Why does God bless us?  The short answer is because God loves us. God gives His blessings out of his pleasure in His love.  Then what does God truly want to see from us who receive God’s blessing.  Here is our answer: God wants us to use His blessings to expand His Kingdom on earth. However, doing what God wants on earth is indeed easier to say than done.


Then Rachel died and was buried on the way to Ephrath (that is, Bethlehem). And Jacob set up a memorial stone over her grave; that is the memorial stone of Rachel’s grave. Then Israel journeyed on and pitched his tent beyond the tower of Eder. Jacob’s loss of his most loved wife, Rachel, made him truly sad and painful, but Jacob moved on with God in faith.

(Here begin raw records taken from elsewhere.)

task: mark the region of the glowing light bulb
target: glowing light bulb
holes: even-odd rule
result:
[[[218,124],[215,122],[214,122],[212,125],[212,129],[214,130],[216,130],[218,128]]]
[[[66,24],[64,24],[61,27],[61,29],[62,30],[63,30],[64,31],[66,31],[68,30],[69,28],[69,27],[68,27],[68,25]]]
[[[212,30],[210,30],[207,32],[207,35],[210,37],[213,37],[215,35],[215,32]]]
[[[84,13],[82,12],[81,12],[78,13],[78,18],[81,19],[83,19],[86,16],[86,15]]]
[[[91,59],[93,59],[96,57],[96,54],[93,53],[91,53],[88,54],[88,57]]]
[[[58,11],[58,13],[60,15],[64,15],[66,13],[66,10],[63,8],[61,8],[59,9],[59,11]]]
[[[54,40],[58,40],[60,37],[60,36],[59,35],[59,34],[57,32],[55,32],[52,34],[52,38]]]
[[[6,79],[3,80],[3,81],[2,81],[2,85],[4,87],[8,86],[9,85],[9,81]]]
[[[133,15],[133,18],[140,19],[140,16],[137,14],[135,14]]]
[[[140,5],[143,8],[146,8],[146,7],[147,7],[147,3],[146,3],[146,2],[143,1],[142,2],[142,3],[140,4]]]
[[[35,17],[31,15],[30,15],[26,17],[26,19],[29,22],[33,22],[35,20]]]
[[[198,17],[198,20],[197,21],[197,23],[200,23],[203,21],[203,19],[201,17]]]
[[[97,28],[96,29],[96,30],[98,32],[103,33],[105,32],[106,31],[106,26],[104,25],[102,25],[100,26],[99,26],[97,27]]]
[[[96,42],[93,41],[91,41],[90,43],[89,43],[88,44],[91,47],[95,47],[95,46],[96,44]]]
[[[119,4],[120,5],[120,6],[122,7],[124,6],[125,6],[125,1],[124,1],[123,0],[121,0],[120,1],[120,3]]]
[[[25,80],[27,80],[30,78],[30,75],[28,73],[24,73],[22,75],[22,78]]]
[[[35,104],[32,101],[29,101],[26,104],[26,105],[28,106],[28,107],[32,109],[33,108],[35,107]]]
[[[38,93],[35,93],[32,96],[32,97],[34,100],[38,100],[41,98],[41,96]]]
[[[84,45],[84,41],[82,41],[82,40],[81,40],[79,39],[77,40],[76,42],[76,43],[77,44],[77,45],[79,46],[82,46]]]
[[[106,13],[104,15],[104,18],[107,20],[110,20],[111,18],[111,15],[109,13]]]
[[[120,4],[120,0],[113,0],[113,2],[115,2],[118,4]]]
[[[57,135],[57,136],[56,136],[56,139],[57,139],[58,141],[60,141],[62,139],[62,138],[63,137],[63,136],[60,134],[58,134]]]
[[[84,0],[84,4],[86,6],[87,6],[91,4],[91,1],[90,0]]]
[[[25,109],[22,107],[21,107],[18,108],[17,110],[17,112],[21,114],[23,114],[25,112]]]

Jacob eventually returned to his father Isaac at Mamre of Kiriath-arba (Hebron), where Abraham and Isaac had resided. Jacob fled after he deceived his father Isaac and stole the blessing reserved for the firstborn son Esau, but God made Jacob return. Of course, before letting Jacob return, God patiently worked on Jacob for more than twenty years. God’s patient love made Jacob truly repent in prayer throughout one entire night. After the night, God forgave Jacob, Esau forgave Jacob, and now his father Isaac forgave Jacob. God did all things. Jacob lived together with his father Isaac and his brother Esau as one loving family.  What a beautiful closure that God created out of the broken family!


Why had God done all these things for Jacob? Only one reason – God dearly loved Jacob, and Jacob was God’s beloved child.


Therefore, we, who are God’s beloved children, should not hide or flee from our sin. If so, our sin makes us suffer more. It will haunt us forever. Instead, we should immediately go back to God with our repenting prayer with our contrite heart to God and find His true love, which is even behind even our sin and transgression. Yes, God even uses our sin to make us experience His love and grow deeper into Him, who can truly please God instead of keeping sinning.  (Please note that we don’t encourage sinning. Jacob suffered for twenty years. The consequence of Jacob’s sin was unbearable.)


Now the days of Isaac were 180 years. Then Isaac breathed his last and died, and was gathered to his people, an old man of ripe age; and his sons Esau and Jacob buried him.


God also loved Jacob’s father, Isaac, whom God dearly loved after Abraham. Isaac saw his son Jacob’s return. And Isaac found a completely different Jacob who was of God, not of the world. Isaac saw Jacob’s spiritual mature in God, seeing through pain and sorrow to God by trusting His infinite goodness behind the scene. Yes, Jacob spoke out hope and strength in God, although he was painfully and helplessly watching his dying wife, Rachel, who Jacob loved most on earth. She named her son, Ben-oni, the son of my sorrow, but Jacob believed in hope and strength from God by calling his son Benjamin. It was the maturity of Jacob in God, which was indeed the product of God’s patience and love.


Isaac spent old age with the new Jacob, Israel, and Esau before peacefully returning to the LORD. It was a truly blessed earthly ending for Isaac, Jacob’s father, and it was the new beginning of Jacob as Israel.


Abraham and Isaac just heard God’s covenant and believed, but later Jacob saw God’s blessing — forming the new nation of Israel. God had already prepared all things ahead. At that time, Jacob could not even imagine. God knew the new Jacob, Israel, endured in faith and would walk faithfully with God.


Come and let’s together praise God with all our hearts and minds.  We will see our new chapter in our lives as Jacob experienced becoming the father of the twelve tribes of the nation, also called Israel.  Indeed we are the descendants of God’s covenant, who inherit the same unfathomable blessing given to Abraham, Isaac, and Jacob. Along with Abraham, Isaac, and Jacob, we will sign our praise from now and forever.




Praise the LORD!


Praise God in his sanctuary;

       praise him in his mighty heaven!

Praise him for his mighty works;

       praise his unequaled greatness!

Praise him with a blast of the ram’s horn;

       praise him with the lyre and harp!

Praise him with the tambourine and dancing;

       praise him with strings and flutes!

Praise him with a clash of cymbals;

       praise him with loud clanging cymbals.

Let everything that breathes sing praises to the LORD!